A pesar de todo, Ramones
Los intentos posteriores se enfocaron en ampliar su atractivo con baladas y una producción más pulida, cosa que no cuajó al igual que el papel protagonista de la banda en la película de Roger Corman, “Rock and Roll High School” (1979). Por otro lado, las legendarias sesiones con el productor Phil Spector para el “End of the Century” fueron en lo artístico insatisfactorias y dejaron una marca que luego sería un estándar en la interna del grupo, los choques de personalidad. Durante el resto de los años ochenta y principios de los noventa, lanzaron una serie de álbumes de dudosa repercusión a pesar de que el grupo seguía teniendo mucho arrastre en vivo.

Después de que los Ramones se separaron en 1996, la leyenda cuenta que Johnny vendió sus guitarras y amplificadores y anunció su retiro. Desafortunadamente, los últimos años le hicieron notorio por sus opiniones políticas de rango conservador/derechista: un republicano de toda la vida, expresó su admiración por Richard Nixon e hizo de su discurso en la inducción de la banda para el Rock and Roll Hall of Fame una infame perorata pro George Bush.

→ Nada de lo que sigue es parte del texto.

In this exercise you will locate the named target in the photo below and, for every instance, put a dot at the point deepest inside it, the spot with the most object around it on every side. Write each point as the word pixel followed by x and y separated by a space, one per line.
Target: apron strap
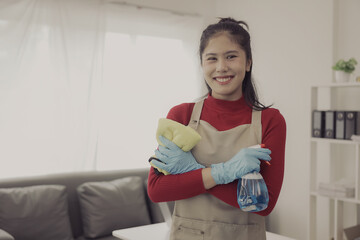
pixel 196 113
pixel 256 124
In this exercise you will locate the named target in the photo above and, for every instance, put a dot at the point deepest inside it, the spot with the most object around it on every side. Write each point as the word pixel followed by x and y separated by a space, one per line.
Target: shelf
pixel 331 140
pixel 349 200
pixel 335 85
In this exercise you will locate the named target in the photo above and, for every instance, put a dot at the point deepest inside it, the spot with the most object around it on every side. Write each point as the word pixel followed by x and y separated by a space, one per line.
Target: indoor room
pixel 100 100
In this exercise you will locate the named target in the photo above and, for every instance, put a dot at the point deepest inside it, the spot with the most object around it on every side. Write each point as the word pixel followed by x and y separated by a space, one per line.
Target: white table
pixel 160 231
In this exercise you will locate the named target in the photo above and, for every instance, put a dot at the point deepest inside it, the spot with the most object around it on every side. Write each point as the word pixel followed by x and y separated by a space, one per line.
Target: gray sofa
pixel 81 205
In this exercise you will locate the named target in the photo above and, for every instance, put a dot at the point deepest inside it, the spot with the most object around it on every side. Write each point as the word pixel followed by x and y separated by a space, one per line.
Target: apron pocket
pixel 194 229
pixel 185 233
pixel 235 231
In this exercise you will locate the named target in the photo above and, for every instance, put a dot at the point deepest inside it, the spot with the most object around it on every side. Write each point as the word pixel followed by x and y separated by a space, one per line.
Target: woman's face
pixel 224 66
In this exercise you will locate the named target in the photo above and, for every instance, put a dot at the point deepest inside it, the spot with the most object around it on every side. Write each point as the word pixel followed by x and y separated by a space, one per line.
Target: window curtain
pixel 83 82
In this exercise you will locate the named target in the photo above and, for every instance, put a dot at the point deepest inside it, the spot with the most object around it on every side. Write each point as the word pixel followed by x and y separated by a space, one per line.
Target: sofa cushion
pixel 5 235
pixel 107 206
pixel 35 212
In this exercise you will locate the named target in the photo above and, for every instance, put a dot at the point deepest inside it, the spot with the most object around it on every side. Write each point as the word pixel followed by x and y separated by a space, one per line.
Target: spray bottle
pixel 252 193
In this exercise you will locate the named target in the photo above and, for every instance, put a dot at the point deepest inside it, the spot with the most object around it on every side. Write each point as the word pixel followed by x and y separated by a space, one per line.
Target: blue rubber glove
pixel 245 161
pixel 173 159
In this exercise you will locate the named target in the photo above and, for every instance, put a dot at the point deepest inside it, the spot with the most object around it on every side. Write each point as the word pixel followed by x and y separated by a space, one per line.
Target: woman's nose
pixel 221 66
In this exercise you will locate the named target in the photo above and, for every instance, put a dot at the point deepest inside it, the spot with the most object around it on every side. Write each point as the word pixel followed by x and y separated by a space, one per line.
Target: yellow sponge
pixel 183 136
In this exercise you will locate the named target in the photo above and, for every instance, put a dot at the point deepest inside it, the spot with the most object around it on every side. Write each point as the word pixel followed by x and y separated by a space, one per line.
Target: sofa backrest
pixel 74 179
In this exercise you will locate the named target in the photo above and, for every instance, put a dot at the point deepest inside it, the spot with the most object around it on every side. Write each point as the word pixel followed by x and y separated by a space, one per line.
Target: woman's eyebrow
pixel 227 52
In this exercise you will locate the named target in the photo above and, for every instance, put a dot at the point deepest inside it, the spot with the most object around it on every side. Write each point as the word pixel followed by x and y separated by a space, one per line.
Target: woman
pixel 229 120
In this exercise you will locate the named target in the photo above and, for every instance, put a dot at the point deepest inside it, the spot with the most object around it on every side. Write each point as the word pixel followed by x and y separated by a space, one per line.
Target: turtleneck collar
pixel 225 105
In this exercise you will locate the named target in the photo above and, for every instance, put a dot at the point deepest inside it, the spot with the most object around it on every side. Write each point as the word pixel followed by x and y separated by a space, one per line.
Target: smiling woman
pixel 225 64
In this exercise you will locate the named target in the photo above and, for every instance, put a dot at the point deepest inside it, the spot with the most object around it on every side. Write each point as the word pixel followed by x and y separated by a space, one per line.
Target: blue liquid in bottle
pixel 252 193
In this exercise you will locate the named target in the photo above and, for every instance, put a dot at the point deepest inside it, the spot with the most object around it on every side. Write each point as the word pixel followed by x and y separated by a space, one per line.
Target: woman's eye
pixel 211 59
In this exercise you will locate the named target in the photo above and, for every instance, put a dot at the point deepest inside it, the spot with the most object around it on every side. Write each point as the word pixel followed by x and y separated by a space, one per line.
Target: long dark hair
pixel 242 37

Sin embargo, eso no perjudicó el legado del grupo.

Como lo definió la revista Rolling Stone en una de sus últimas entrevistas, "el tipo que actuó en dos mil 263 conciertos y grabó 14 discos entre 1976 y 1995, contagiando al mundo de su alegría, a gente que de verdad le necesitaba, lo único que quería a cambio era el dinero suficiente para retirarse. Y lo consiguió, gracias a que supo llevar bien sus negocios y no derrochando jamás”.